New York City officials announced Tuesday Three new high-tech police gadgets, Including a robot dog that critics described as terrifying when he first joined the force 2 1/2 years ago.
The police commissioner said the new equipment, including GPS tracking of stolen vehicles and a cone-shaped patrol robot, would be released “transparently, permanently and always with the people we serve”. Posted: Kaichant Sewell, along with Mayor Eric Adams and other officials, unveiled a robotic security guard and a mechanical dog named DigiDog at a press conference in Times Square.
“Digidog from the shelter,” said Adams, a Democrat and former police officer. “Digidog is part of the toolkit we use now.”
The city’s first robotic police dog was hired in 2020 by Adam’s predecessor, former Mayor Bill de Blasio, but the city’s deal for the device fell through after critics called it out. Horrible and dystopian .
An NYPD spokesperson told The New York Times at the time that public criticism that the robot depicted overly militarized and underdeveloped communities led the department to cancel the contract early.
Adams says he won’t bow to the pressure of anti-robot dogs.
“There were some vocal people who were against it, we backed off,” the mayor said. “I don’t work this way, I work to see what’s best for the city.”
Adams said the 70-pound (32-kilogram) remote-controlled DigiDog will be used in high-risk situations like kidnappings starting this summer.
“If the suspect is barricading himself, if there’s an armed person in the building, send a digidog there instead of the police,” he said. “So these are smart ways to use good technology.”
The tracking system, called Starchase, allows police to send a GPS tag associated with a stolen vehicle so officers can track the vehicle’s location. The New York Police Department’s pilot program to use the system will last 90 days, officials said.

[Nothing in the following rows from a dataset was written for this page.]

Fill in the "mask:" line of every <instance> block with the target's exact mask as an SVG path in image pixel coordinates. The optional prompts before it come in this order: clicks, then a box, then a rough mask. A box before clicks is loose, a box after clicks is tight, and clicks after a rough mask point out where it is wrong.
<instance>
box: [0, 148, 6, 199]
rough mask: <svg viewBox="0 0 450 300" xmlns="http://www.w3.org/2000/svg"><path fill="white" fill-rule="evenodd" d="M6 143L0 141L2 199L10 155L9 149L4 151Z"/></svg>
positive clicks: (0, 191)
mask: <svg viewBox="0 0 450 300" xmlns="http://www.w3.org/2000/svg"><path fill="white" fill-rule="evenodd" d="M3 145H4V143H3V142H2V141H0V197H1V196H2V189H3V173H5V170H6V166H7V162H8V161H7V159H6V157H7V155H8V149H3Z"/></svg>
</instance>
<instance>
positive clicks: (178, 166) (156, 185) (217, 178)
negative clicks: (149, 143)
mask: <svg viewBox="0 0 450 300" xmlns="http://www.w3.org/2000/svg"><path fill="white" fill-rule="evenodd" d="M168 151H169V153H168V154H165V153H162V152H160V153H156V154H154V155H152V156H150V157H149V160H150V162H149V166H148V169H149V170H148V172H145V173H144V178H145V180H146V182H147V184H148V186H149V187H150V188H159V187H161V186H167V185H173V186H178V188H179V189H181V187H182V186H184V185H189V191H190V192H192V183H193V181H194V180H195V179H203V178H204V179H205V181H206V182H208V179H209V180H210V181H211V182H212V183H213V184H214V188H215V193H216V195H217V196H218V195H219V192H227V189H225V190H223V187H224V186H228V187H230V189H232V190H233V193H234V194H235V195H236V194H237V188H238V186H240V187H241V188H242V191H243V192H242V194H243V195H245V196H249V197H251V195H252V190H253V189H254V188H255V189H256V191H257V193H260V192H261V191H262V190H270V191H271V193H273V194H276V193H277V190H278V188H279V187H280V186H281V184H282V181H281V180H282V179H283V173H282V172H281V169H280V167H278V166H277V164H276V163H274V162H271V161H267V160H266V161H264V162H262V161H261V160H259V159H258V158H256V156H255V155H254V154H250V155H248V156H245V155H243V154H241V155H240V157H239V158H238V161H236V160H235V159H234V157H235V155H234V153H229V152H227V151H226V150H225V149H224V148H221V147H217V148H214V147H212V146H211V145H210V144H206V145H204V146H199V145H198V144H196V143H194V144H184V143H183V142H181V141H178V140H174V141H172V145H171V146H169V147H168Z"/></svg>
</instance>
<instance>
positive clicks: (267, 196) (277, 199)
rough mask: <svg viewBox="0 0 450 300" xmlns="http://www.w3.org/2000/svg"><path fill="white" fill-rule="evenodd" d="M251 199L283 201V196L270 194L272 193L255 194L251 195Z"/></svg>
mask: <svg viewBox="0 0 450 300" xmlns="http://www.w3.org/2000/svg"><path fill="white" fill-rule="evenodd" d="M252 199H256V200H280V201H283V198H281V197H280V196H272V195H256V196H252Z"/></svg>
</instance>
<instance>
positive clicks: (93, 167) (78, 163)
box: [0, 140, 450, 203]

The autonomous security robot, which Adams likens to a Roomba, will be deployed at the Times Square subway station for a seven-month test program starting this summer, law enforcement officials said.
Police said the device, which has been placed in malls and other places for years, was originally operated by a human friend.
Human rights activists and police reform advocates question the need for high-tech equipment.
“This latest announcement is the latest example of how Mayor Adams has allowed unlimited spending on top of the NYPD’s grossly inflated budget,” said Elena Mendez-Penat, director of the Joint Policing Reform Program. “The NYPD is buying robot dogs and other fancy technology, New Yorkers can’t get food stamps because city government is understaffed, and New Yorkers are getting fired because they can’t afford lawyers.”
Albert Fox Kahn, executive director of the Surveillance Technology Oversight Project, said: “The NYPD is turning bad sci-fi movies into horror cops. What New York needs is real security, not RoboCop.